Kamis, 06 Februari 2014

Debu-debu Cinta



          Kini, kurasakan getaran hebat itu. Seluruh ragaku berteriak, batinku menjerit, ku rasakan jua apa yang engkau rasakan. Tiada air mata yang berlinang, semua kini beku. Aku pun teringat penggalan lagu wali band:
Mungkin hanya bila ku mati,
kau kan berhenti tuk menyakiti
Sampai kapan aku begini
Terus begini
Terus engkau lukai?
            Ketahuilah sahabat, mereka takkan pernah berhenti menyakiti sekalipun engkau mati. Bukan lagi akal sehat, bukan lagi nurani yang mereka pegang, tapi... seperti yang kita saksikan sendiri: Lautan darah yang kian meluas, dentuman meriam yang memekakkan telinga dan ribuan nyawa...yang melayang sia-sia.

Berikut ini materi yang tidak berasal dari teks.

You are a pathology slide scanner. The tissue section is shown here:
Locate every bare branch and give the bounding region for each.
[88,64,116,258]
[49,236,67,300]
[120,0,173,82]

            “Peluru itu... mengenai dada Umi, Abi dan kakak-kakakku. Sekarang aku sebatang kara...” Sayup-sayup suara Palestin membuat air mataku tak bisa tertahan. Timah panas yang mereka lesatkan telah merenggut nyawa orang-orang yang Palestin cintai. Palestin, gadis kecil itu menggenggam tanganku sangat erat di balik persembunyian kami. Kala itu, tentara musuh tengah memblokade jalan satu-satunya yang bisa kami lewati.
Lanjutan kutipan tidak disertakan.